Since cases of pancreatic adenocarcinoma are rare, a diagnostic test with only a 95% specificity would have the potential to result in upwards of 3 million people in the United States ≥50 years of age with a false-positive identification of the disease annually. Any test deployed to the general population, therefore, must have an accuracy of >99%.

He and his colleagues developed a model using characteristics of nine individual serum biomarkers of pancreatic adenocarcinoma—relatively weak when used singly—to delineate the number of biomarkers required for accurate detection of the disease.
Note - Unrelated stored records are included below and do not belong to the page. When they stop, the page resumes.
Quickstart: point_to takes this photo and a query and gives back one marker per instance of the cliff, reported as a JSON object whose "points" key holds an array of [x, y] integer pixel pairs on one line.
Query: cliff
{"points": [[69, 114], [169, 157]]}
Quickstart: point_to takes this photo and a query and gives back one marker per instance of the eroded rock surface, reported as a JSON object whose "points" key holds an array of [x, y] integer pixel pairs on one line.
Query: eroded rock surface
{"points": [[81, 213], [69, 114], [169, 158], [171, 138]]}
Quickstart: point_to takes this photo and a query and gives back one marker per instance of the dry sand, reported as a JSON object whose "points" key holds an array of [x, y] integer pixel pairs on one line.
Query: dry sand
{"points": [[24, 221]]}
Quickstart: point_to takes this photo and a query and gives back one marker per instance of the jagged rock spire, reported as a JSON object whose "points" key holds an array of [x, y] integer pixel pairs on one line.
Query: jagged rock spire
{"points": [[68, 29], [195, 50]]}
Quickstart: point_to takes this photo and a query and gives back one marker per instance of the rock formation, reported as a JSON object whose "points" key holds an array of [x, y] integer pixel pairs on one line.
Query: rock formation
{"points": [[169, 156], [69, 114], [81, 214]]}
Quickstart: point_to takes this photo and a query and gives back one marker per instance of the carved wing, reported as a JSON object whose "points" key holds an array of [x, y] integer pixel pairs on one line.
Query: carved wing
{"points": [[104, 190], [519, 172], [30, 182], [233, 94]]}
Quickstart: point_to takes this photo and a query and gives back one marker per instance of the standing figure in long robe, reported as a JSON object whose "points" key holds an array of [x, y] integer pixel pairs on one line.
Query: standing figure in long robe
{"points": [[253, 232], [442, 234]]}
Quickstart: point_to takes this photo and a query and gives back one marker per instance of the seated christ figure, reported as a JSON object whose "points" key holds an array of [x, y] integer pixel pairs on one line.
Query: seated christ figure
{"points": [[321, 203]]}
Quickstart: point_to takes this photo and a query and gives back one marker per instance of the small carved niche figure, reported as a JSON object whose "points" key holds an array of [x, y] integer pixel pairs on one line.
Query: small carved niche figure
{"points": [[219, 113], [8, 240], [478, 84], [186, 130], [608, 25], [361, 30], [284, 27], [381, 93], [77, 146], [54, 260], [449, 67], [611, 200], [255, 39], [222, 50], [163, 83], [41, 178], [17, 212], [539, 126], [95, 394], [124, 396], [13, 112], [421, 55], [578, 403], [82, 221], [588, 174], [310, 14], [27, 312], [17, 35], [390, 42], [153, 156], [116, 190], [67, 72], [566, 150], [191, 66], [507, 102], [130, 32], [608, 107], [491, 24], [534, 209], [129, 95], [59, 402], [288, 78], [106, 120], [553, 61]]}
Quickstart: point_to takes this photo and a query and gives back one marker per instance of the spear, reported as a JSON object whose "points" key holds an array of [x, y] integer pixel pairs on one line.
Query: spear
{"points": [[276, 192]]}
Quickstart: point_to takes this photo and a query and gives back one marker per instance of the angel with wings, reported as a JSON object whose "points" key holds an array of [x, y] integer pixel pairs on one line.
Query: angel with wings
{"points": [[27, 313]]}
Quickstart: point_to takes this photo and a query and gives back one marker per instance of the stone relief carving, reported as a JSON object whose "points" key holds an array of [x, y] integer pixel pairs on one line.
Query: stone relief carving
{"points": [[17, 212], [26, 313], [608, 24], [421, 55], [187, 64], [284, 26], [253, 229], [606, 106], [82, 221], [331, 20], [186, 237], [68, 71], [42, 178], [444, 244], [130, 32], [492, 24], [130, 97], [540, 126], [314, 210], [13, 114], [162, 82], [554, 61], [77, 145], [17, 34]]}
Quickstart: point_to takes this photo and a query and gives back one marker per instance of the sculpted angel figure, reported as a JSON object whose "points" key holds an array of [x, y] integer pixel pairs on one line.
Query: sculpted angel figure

These included AXL, CA 19-9, haptoglobin, hyaluronic acid, MMP-7, MMP-11, osteopontin, serum amyloid A, and TIMP-1, levels of which were measured in sera from 117 healthy controls, 58 patients with chronic pancreatitis, and 159 patients with pancreatic adenocarcinoma prior to treatment.

Although none of the biomarkers individually were highly correlated, a panel comprising 40 biomarkers “characterized individually by 32% sensitivity at 95% specificity would require any 7 biomarkers to be above the threshold and would result in a panel specificity and sensitivity of 99% each.” When correlation assumptions were added, sensitivity for the 40 biomarker panel was reduced to 94% at an average correlation of 0.05 and 84% at an average correlation of 0.15.

“The model provides a framework for maximizing biomarker sensitivities and minimizing biomarker correlation,” Dr. Firpo stated, with the key being the ability to account for disease heterogeneity. The next step is systematic identification of 40 to 50 biomarkers that have these characteristics—32% sensitivity and 95% specificity—or better, he concluded.